Split hashing/index `GetUTXOStats` codepaths, decouple from `coinstatsindex` (utxo db and indexes)

https://github.com/bitcoin/bitcoin/pull/24410

Host: dongcarl  -  PR author: dongcarl

Notes

  • The gettxoutsetsetinfo RPC uses the GetUTXOStats function which calculates statistics about the UTXO set. These statistics include the the total number of transactions, the total amount (in bitcoins) of all outputs, etc.

  • A Coinstats Index was added in #19521 that dramatically sped up the gettxoutsetinfo RPC as it retains UTXO statistics calculation results for every block. The Coinstats Index also allows for querying UTXO statistics for a particular block instead of just current tip.

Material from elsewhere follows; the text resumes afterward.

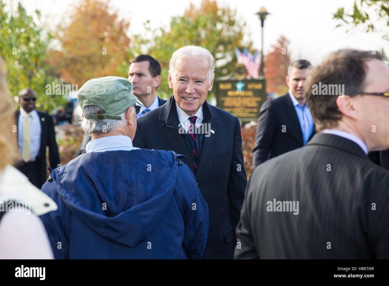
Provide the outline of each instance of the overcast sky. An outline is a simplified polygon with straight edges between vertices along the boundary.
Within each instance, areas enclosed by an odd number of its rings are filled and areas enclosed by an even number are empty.
[[[39,9],[48,21],[49,28],[54,29],[60,21],[66,19],[72,4],[79,0],[21,0],[27,11]],[[389,41],[382,34],[365,33],[360,28],[352,28],[348,33],[346,28],[335,28],[338,22],[332,19],[332,13],[338,8],[352,7],[354,0],[217,0],[218,4],[236,9],[238,16],[245,21],[244,31],[250,37],[254,47],[260,49],[260,21],[255,15],[259,8],[265,7],[270,13],[265,21],[264,50],[271,49],[282,35],[290,42],[287,51],[292,60],[304,58],[314,64],[328,53],[344,47],[380,49],[389,51]],[[7,0],[6,2],[17,2]],[[201,0],[111,0],[113,7],[119,9],[120,16],[130,21],[130,34],[141,33],[143,24],[151,21],[152,27],[167,26],[173,16],[182,16],[191,2],[200,6]],[[385,28],[384,27],[382,28]],[[386,28],[387,29],[387,27]]]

  • The libbitcoinkernel project is an effort to decouple Bitcoin Core’s consensus engine from other non-consensus modules (such as the various indices) in the codebase.

Questions

  1. Did you review the PR? Concept ACK, approach ACK, tested ACK, or NACK?

  2. On a conceptual level, which modules in Bitcoin Core likely belong in libbitcoinkernel and which ones don’t?

  3. Where in the Bitcoin Core codebase can you see libbitcoinkernel’s entanglement with index? (There might be multiple places)

  4. What is the CCoinsStats struct, and how is it used in GetUTXOStats?

  5. Please describe how GetUTXOStats is called in ChainstateManager::PopulateAndValidateSnapshot and what codepath(s) it takes when called in this way.

  6. Please describe how GetUTXOStats is called for the gettxoutsetinfo RPC and what codepath(s) it takes when called in this way.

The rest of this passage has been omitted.